The problem with all this abstract discussion on a second referendum is that it takes the focus away from the very real and tangible issues with the first result: most crucially that the Hartley Brewer, Farage and others do not want to honour the clear Remain majorities in Northern Ireland and Scotland. Instead they want to use the votes of English and Welsh people to forcibly drag Northern Ireland and Scotland out of the EU against their declared will.

This is no small issue, yet it is receiving scant attention in the UK and, sadly, here.

Voters in both Northern Ireland and Scotland voted convincingly to stay in the EU, by much bigger margins that the people across the UK voted to leave. Many of those voters in Northern Ireland hold Irish passports and are thus also EU citizens, even if the UK leaves. Can that citizenship – and the guarantees and privileges it offers – simply be snatched away from them on the say so of 50%+ of voters in the south of England?

As people like Michéal Martin and Colum Eastwood have repeatedly said over the past few weeks and months; trying to drag the North out of the EU against its will ignores the layered complexities of the Irish political process.

It is a refutation of the basic principles of the accommodation achieved in the Good Friday Agreement and that is something that concerns all of us on this island.

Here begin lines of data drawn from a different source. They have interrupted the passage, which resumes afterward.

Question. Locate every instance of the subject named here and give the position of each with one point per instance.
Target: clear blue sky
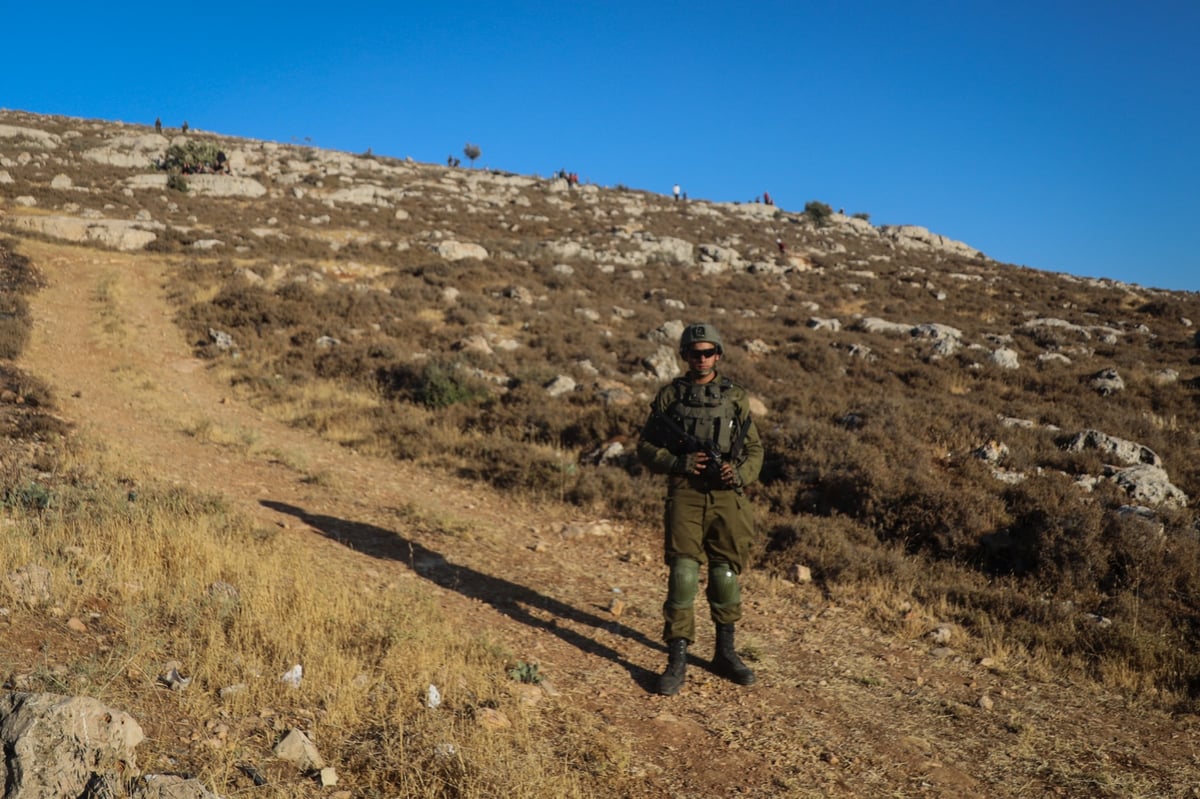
(1057, 134)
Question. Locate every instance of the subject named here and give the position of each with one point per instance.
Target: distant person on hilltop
(701, 436)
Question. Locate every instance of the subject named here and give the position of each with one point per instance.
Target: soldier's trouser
(713, 528)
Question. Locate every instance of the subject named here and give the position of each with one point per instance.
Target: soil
(843, 707)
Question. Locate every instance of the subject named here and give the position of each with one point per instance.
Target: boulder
(57, 745)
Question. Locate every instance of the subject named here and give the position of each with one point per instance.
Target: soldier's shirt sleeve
(651, 451)
(751, 456)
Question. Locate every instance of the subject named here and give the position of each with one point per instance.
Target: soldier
(700, 433)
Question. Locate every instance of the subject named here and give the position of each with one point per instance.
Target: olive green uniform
(706, 522)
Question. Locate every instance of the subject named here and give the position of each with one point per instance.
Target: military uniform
(708, 520)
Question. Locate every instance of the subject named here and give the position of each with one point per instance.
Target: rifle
(694, 444)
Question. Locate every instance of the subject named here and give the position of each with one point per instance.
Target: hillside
(430, 376)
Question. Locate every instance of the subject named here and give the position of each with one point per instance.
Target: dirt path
(841, 709)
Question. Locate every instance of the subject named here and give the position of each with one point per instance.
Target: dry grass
(171, 576)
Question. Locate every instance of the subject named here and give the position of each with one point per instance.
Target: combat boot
(677, 667)
(726, 661)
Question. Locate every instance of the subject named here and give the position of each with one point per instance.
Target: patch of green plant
(442, 386)
(30, 496)
(527, 673)
(191, 156)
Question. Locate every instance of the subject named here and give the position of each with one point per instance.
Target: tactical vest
(707, 412)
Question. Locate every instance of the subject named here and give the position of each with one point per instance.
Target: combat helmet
(700, 331)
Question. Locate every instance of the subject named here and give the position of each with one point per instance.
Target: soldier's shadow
(519, 602)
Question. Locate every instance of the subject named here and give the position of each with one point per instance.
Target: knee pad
(723, 586)
(683, 583)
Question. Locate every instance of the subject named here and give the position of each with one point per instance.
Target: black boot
(726, 661)
(677, 667)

We should be debating and discussing this now. We should be looking at the significant consequences of Brexit for our economy, for our trade – both North/South and East/West, our education system, out health service.

We should not allow the foot dragging by the British Government on outlining its terms of exit to stop us from forcefully setting out our concerns and our alternatives. We need the speedy establishment of the all-island political/civic forum I called for here at the end of June. I know the Taoiseach and his team messed up their first attempt to get the idea up and running, but they need to go again and get it right this time.